Over the next five years, African Development Bank (AfDB) will be supporting Africa’s pilot anti-desertification and climate change project, the Great Green Wall Initiative, with $6.5 billion.

AfDB President, Akinwunmi Adesina, said so at the One Planet Summit, a series of extraordinary world climate summits first announced by French President, Emmanuel Macron, in 2017.

Adesina says the fund will be drawn from both internal and external sources, including the Sustainable Energy Fund for Africa (SEFA) and the Green Climate Fund (GCF), among others.

According to him, “I am, therefore, pleased to announce that the African Development Bank will mobilise 6.5 billion dollars in support of the Great Green Wall over the next five years. Without the Great Green Wall, in the face of climate change and desertification, the Sahel may disappear.

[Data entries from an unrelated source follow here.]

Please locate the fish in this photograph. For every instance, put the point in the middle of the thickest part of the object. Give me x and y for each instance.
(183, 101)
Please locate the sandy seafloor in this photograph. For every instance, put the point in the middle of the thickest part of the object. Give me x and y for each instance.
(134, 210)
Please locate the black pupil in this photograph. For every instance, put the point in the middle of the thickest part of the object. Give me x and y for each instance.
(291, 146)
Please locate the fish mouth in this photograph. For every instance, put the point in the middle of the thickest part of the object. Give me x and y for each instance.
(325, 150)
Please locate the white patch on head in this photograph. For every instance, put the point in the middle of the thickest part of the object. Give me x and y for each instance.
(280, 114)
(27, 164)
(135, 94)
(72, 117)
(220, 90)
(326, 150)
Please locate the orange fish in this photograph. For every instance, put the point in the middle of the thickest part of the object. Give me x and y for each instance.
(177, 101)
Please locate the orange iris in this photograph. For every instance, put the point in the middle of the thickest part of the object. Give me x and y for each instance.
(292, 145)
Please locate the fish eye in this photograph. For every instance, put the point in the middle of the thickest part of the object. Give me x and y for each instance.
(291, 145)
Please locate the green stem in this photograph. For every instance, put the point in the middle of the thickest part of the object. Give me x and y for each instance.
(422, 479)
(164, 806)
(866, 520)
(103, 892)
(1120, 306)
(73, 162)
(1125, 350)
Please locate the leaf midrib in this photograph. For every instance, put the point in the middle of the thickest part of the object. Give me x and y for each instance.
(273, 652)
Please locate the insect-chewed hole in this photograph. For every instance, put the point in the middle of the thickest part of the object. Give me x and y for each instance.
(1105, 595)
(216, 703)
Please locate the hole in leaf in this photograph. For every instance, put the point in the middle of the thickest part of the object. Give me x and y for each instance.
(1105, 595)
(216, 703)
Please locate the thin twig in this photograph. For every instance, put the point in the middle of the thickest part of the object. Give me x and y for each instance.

“By building the Great Green Wall, we will secure the Sahel, reduce climate change, reduce migration and improve the lives of people.”

With the Bank’s pledge, the African lender now joins a list of other institutions and world governments that have pledged over $14 billion in financial support to the initiative.

The Great Green Wall of the Sahara and the Sahel (or the Great Green Wall for short) is Africa’s flagship initiative led by the African Union to combat the increasing desertification in the aforementioned regions. The imitative was birthed in 2017.

Desertification is the process by which fertile land becomes desert, typically as a result of drought, deforestation, or inappropriate agriculture.

Under the Wall, the plan is to plant about 8,000-kilometre long line of trees, grasslands, vegetation and plants across the Sahara and the Sahel.

Although the Wall started as an idea for a line of trees stretching from the East to West bordering the Saharan Desert, it has now been expanded to include other interventions addressing challenges facing people in the Sahel and the Sahara.

The buffering wall is projected to help maintain the moistness of soils, thereby making room for climate restoration and allowing crops to grow around the trees.

“A decade in and roughly 15% underway, the initiative (the Great Green Wall) is already bringing life back to Africa’s degraded landscapes at an unprecedented scale, providing food security, jobs and a reason to stay for the millions who live along its path.

“The Wall promises to be a compelling solution to the many urgent threats not only facing the African continent but the global community as a whole – notably climate change, drought, famine, conflict and migration.

“Once complete, the Great Green Wall will be the largest living structure on the planet, three times the size of the Great Barrier Reef”, the Wall website reads.

In line with the United Nations Sustainable Development Goals, the Wall aims to restore 100 million hectares of currently degraded land, sequester 250 million tonnes of carbon and create 10 million jobs in rural areas by 2030.